The Prodigal God, is the latest book by New York Times best selling author and New York pastor Timothy Keller. Keller, of Redeemer Presbyterian Church, has been called a “C. S. Lewis for the 21st century” as his books are for thinking people, Christian and irreligious alike. Keller’s previous book, The Reason for God, was named book of the year by World magazine.
Exploring the familiar New Testament story of the son who asks for his inheritance and then proceeds to squander it on wine, women and song (well, mostly wine and women), The Prodigal God uses historical and cultural realities to bring out nuances in the story that the modern reader might easily overlook.
Moving the emphasis of the story from the rebellious younger son to the “obedient” elder brother, Keller demonstrates that the true focus of the parable is not on the “prodigal” at all, but that both brothers had, in their own way, rejected the love of the father. And it is the love of the father toward each brother, offering each the redemption that they need, that reveals the true Father of the story, God.
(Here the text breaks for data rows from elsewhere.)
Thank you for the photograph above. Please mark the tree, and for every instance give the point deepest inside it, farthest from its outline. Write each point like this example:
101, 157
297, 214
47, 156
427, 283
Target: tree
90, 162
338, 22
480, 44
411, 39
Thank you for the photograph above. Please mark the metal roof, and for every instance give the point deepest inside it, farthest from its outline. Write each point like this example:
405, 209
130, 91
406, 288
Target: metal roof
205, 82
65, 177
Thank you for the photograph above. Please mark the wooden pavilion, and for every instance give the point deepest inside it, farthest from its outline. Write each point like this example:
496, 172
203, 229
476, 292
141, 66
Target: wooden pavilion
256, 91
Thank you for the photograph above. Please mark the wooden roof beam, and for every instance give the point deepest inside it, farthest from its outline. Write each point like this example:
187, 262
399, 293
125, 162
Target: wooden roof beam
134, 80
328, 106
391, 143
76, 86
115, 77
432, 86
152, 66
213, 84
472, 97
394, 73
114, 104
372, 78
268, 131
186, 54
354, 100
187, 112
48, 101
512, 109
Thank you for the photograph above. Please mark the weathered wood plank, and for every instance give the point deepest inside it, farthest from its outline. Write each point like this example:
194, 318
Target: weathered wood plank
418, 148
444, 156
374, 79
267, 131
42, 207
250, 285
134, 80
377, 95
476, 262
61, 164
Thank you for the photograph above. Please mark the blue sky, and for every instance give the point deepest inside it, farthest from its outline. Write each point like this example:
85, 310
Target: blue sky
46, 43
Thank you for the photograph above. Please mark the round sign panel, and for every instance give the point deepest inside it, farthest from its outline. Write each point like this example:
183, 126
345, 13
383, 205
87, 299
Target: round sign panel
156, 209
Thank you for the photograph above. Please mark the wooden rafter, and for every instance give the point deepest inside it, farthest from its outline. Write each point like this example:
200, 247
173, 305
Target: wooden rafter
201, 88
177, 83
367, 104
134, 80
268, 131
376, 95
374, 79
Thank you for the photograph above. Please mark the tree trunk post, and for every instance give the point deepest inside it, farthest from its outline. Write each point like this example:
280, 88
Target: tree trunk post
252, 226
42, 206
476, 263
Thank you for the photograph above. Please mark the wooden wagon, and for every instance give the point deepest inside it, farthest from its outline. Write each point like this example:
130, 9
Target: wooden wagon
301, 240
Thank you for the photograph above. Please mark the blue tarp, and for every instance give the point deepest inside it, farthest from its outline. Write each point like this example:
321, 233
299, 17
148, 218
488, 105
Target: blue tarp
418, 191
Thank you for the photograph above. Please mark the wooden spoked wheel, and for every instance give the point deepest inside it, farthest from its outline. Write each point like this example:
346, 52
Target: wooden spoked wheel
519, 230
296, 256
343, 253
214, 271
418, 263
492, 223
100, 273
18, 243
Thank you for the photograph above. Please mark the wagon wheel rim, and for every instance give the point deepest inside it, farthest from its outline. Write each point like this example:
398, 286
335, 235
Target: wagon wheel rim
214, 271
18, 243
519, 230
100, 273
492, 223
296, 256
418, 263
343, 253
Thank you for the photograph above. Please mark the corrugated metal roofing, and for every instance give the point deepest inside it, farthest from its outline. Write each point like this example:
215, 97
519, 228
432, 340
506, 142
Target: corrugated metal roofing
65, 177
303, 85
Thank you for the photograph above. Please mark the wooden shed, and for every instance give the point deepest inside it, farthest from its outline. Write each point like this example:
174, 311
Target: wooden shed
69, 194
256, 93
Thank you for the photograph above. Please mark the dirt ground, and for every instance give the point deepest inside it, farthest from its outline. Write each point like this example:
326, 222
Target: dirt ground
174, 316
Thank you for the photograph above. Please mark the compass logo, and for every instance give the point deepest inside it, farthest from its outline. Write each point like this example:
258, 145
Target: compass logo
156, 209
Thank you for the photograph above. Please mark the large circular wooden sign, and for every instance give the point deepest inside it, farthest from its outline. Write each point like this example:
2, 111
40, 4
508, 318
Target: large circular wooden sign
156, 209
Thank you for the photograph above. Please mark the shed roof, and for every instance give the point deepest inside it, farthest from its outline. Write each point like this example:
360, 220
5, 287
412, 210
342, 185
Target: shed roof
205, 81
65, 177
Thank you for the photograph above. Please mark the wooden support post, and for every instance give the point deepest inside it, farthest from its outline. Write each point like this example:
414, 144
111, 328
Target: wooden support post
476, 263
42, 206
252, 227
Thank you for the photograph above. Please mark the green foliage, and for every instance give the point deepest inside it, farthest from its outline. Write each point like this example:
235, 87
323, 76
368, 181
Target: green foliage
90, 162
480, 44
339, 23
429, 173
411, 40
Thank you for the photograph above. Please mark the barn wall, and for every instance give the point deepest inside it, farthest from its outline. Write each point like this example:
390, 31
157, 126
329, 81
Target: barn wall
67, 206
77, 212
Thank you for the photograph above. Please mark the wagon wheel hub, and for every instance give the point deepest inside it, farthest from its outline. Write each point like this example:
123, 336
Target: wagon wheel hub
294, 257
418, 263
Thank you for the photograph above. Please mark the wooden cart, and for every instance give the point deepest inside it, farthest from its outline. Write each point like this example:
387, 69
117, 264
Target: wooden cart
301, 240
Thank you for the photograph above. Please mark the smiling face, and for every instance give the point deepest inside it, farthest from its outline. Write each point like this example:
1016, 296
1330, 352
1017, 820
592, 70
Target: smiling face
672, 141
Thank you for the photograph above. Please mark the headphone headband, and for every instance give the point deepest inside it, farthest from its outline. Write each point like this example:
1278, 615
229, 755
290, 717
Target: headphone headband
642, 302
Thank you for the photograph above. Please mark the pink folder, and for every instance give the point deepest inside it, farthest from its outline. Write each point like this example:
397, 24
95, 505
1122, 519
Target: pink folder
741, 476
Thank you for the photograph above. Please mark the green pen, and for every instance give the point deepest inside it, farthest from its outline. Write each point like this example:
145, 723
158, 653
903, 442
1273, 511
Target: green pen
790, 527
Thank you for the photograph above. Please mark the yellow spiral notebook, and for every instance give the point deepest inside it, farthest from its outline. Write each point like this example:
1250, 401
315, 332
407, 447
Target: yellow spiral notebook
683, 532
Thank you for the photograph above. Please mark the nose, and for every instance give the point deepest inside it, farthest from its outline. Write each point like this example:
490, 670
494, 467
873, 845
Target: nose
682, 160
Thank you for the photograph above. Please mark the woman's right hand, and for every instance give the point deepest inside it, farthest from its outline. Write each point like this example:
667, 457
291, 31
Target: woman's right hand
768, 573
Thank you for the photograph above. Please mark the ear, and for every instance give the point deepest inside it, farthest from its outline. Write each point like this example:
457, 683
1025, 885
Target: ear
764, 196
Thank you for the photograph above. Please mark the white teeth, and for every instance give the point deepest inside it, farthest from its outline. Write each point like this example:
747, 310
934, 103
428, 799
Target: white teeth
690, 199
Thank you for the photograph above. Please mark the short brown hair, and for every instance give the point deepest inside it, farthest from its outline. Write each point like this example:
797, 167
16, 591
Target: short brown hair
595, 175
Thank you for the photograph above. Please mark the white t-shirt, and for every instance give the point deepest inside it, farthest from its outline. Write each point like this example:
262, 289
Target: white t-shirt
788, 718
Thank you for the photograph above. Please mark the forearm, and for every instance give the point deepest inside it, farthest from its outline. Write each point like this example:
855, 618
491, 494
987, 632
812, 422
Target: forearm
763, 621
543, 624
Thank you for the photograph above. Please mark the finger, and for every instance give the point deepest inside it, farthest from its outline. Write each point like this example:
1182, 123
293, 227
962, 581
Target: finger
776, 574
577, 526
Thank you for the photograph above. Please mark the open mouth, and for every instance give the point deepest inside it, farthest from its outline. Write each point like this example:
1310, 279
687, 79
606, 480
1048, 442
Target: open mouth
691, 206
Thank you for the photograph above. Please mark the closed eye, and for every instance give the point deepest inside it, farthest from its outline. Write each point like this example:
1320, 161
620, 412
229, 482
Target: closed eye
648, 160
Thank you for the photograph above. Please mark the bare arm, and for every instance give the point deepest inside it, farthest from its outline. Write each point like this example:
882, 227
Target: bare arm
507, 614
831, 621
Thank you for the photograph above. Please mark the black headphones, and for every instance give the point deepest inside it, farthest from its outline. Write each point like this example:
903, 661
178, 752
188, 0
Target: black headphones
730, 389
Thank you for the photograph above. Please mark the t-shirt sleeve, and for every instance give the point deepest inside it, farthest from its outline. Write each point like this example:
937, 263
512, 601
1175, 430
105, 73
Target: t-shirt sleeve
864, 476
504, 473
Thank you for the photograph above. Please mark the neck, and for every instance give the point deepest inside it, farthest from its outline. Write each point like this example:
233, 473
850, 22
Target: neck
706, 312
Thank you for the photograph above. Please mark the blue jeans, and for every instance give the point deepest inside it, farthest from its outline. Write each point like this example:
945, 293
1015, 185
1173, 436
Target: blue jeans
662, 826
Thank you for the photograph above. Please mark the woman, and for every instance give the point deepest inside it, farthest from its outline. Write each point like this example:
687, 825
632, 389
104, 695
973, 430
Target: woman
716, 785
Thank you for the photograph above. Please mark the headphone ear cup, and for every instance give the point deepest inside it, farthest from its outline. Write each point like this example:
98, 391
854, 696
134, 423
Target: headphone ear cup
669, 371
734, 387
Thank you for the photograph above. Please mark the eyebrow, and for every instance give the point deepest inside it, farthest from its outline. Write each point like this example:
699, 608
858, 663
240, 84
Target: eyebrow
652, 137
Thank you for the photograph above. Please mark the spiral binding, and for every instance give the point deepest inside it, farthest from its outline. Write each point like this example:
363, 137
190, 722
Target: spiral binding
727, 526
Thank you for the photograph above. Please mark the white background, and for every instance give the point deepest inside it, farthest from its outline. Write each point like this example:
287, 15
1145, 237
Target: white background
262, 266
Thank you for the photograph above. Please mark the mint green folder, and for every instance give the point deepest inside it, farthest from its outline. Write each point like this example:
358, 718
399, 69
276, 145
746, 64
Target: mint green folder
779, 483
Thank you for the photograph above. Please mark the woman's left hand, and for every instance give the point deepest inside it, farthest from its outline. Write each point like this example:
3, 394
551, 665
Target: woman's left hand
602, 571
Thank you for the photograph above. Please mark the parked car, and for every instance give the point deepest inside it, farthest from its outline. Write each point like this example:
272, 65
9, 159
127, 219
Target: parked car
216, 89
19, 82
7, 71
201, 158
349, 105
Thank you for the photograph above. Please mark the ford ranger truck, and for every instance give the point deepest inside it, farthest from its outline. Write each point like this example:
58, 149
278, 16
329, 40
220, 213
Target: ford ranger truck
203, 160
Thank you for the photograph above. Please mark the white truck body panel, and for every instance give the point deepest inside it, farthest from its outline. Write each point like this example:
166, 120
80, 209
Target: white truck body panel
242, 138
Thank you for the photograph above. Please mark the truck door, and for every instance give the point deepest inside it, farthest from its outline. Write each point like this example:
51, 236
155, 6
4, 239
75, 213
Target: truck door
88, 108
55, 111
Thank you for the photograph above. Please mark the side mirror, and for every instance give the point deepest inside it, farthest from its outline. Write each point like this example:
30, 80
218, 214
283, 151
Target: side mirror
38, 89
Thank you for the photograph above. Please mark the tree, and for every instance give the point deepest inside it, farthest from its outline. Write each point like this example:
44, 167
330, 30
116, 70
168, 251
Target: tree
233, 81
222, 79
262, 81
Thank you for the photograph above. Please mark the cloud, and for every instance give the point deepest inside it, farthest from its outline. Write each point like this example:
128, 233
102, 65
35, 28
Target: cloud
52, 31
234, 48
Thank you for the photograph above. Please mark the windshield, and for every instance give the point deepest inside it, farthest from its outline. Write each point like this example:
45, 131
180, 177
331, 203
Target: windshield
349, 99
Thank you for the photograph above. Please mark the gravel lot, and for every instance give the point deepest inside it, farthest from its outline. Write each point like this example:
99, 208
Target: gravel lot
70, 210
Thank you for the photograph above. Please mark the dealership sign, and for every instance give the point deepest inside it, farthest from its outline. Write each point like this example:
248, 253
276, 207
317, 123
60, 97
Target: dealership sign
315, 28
The lostness of both sons relates to the people who were in and around Jesus’ ministry. The younger, rebellious son with the drunkards, prostitutes and thieves that were entering the kingdom of God, and the prideful, older son with the Pharisees and religious hypocrites who refused to enter God’s kingdom and who made up the actual audience for the parable in Luke 15.
After exploring the family dynamic in its cultural sense and it’s relation to the kingdom of God, the story turns to a person who is missing from the narrative, but would have been expected to be there if the story was fully joyful: a true older brother–an older brother who would have left home to find his life-wasting sibling and spared no expense to return him to his father. This true older brother, who was absent from the story, is present for every believer. He is Jesus Christ.
Writes Keller,
Jesus’ message, which is ‘the gospel,’ is a completely different spirituality. The gospel of Jesus is not religion or irreligion, morality or immorality, moralism or relativism, conservatism or liberalism. Nor is it something halfway along a spectrum between two poles–it is something else altogether.
It is Jesus’ saving work available to the younger and the elder, pictured by the Father’s lavish party, that is the ultimate focus of the story and of the book. The Prodigal God is an amazing, thought provoking, illuminating work that demands beneficial self examination from the reader.